Dr. David Zada

Dr. David Zada
Dr. David Zada
Israeli Postdoctoral Scholar
2022-2023 Cohort
UC San Diego
Department of Neurobiology
  • Lovett-Barron Lab
  • Matthew Lovett-Barron
  • Lab website

For his PhD at Bar-Ilan’s Faculty of Life Sciences, David Zada used groundbreaking 3D cell biology imaging in live animals to define sleep in a single neuron, showing for the first time that sleep is required for performing nuclear maintenance in the neuron. This benefit could explain why sleep has evolved, despite the increased risk of predation to sleeping animals. By providing this cellular marker for defining sleep, researchers no longer need to rely only on behavioral criteria, and can investigate cells under a microscope. This research garnered a great deal of media and scientific attention and earned Dr. Zada the Excellent Papers in Neuroscience Award (EPNA) for outstanding scientific publications by early career scientists.

As part of his PhD, Dr. Zada was a visiting scholar at the Ecole Normale Superieure in Paris, and collaborates with labs at Tel Aviv University, the Weizmann Institute and Stanford.For his postdoc in the Division of Biological Sciences at the University of California, San-Diego, Dr.
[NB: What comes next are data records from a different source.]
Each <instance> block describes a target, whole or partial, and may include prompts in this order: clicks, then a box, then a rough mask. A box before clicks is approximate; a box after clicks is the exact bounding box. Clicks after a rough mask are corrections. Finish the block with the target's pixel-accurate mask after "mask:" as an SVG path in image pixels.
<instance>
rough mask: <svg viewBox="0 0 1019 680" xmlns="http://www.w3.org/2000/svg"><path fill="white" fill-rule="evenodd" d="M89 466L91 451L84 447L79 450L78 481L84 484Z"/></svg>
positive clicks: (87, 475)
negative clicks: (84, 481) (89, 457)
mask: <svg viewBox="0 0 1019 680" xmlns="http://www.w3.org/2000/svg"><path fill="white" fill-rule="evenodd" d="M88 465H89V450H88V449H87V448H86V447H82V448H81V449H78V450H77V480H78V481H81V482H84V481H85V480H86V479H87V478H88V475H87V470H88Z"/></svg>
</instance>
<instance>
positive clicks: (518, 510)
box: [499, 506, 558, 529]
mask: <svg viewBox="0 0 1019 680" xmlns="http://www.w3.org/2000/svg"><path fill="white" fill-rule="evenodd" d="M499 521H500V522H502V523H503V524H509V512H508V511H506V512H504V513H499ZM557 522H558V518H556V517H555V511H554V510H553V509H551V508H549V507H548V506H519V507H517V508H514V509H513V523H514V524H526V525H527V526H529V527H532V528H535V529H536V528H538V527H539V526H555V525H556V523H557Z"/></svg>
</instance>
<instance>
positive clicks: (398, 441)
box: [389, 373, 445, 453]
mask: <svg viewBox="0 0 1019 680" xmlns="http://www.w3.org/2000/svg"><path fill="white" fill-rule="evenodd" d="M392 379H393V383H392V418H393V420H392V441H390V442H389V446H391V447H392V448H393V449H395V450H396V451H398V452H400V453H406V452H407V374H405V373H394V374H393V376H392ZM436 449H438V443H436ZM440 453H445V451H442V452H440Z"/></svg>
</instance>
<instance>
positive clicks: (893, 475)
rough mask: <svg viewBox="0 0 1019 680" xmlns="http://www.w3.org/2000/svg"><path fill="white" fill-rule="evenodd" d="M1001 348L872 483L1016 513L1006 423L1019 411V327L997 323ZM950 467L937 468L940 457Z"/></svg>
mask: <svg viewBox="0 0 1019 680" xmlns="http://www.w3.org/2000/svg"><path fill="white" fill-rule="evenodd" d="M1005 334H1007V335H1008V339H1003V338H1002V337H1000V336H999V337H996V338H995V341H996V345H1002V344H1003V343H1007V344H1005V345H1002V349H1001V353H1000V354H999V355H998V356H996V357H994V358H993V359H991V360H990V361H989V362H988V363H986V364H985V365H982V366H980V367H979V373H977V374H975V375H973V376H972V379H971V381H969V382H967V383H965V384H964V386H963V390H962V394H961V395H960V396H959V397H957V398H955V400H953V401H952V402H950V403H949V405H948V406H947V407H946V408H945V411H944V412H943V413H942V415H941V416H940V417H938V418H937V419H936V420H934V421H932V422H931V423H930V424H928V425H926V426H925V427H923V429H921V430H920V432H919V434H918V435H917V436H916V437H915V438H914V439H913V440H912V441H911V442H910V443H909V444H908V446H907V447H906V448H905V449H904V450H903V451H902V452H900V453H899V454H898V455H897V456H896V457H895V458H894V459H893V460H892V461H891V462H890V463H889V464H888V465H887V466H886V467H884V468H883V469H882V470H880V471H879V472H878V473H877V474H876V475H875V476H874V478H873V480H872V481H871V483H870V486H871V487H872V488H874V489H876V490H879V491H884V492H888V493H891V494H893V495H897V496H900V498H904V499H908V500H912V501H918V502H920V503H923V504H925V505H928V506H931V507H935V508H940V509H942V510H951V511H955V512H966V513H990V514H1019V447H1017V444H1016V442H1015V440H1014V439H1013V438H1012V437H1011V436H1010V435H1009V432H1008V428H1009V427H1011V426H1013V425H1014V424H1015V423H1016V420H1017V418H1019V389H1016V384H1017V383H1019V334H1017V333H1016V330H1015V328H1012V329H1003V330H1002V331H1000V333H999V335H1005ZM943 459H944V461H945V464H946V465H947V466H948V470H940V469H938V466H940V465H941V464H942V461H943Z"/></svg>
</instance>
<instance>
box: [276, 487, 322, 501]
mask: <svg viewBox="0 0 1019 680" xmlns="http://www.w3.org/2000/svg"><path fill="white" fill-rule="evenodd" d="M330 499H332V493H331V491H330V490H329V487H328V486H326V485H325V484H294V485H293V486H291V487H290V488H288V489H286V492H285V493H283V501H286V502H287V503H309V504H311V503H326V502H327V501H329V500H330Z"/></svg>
Zada is examining how animals that live in social groups, such as flocks of birds, schools of fish, and troops of primates, engage with the world and make decisions in cooperation with one another. These socially cohesive groups appear to collect more sensory information about their environment than individuals alone do, but how they share their information is unknown.
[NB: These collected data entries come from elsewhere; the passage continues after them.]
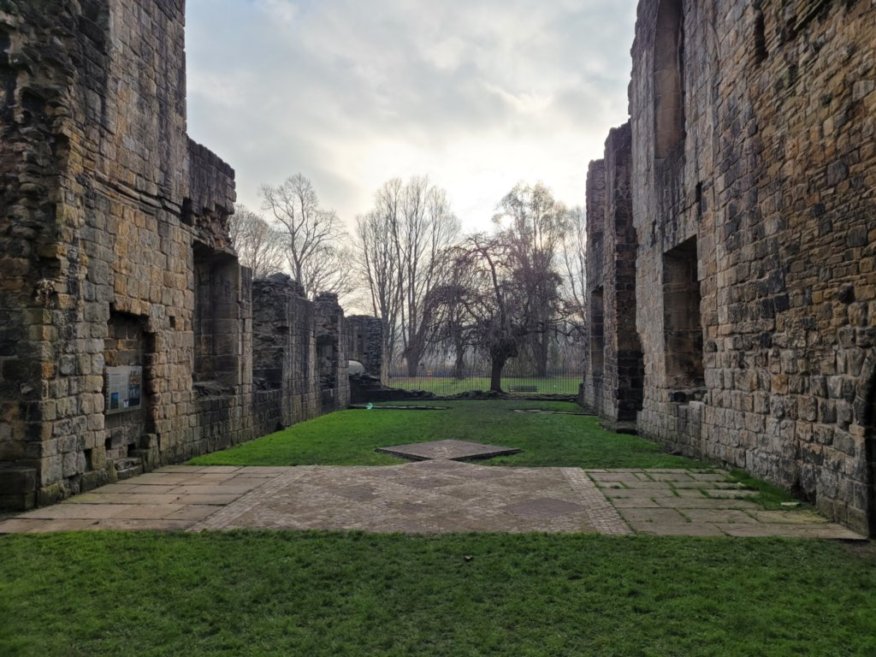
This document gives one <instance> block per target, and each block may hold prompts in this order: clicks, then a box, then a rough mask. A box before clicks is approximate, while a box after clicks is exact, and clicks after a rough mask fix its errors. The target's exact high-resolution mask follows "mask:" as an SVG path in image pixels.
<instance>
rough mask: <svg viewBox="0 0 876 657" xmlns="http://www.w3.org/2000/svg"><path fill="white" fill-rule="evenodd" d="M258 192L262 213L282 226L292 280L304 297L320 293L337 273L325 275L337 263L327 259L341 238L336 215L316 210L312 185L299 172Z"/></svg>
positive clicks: (339, 225)
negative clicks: (320, 287) (260, 192)
mask: <svg viewBox="0 0 876 657" xmlns="http://www.w3.org/2000/svg"><path fill="white" fill-rule="evenodd" d="M261 193H262V198H263V199H264V207H265V210H269V211H270V212H271V214H272V215H273V217H274V219H275V220H276V221H277V222H278V223H279V224H280V225H281V226H282V227H283V231H284V234H285V238H286V239H285V242H286V244H285V246H286V258H287V260H288V263H289V268H290V270H291V274H292V276H293V278H294V279H295V280H297V281H298V282H299V283H300V284H301V286H302V287H303V288H304V291H305V293H306V294H307V296H308V297H312V296H314V295H315V294H316V293H317V292H322V291H324V290H322V289H320V288H319V285H320V284H321V283H324V282H325V280H327V277H329V278H330V277H331V275H332V274H336V273H337V272H331V273H330V272H326V269H327V268H331V267H333V266H337V264H338V263H337V259H336V258H335V259H332V258H331V257H330V254H332V253H333V252H334V250H335V249H337V248H338V244H339V241H340V239H341V229H340V220H339V219H338V216H337V214H335V212H334V211H333V210H323V209H322V208H320V205H319V197H318V196H317V194H316V190H314V188H313V184H312V183H311V182H310V180H308V179H307V178H305V177H304V176H303V175H301V174H300V173H296V174H295V175H294V176H291V177H289V178H287V179H286V180H285V181H284V182H283V183H282V184H281V185H278V186H276V187H271V186H270V185H264V186H262V188H261ZM327 291H331V290H327Z"/></svg>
Dr. Zada focuses on micro glassfish (Danionella translucida), whose group behavior is based primarily on vision. By using immersive multi-animal visual virtual reality (VR) environments, he can gain complete control over the sensory experience of individual fish. When Danionella are very young, they are not social; only at the age of 2-3 months do they start exhibit what is called schooling behavior. Dr. Zada hopes his study of the neuronal circuits controlling this social behavior, as well as what happens when he causes mutations in the genes involved, can shed light on impairments in social functioning caused by autism and schizophrenia.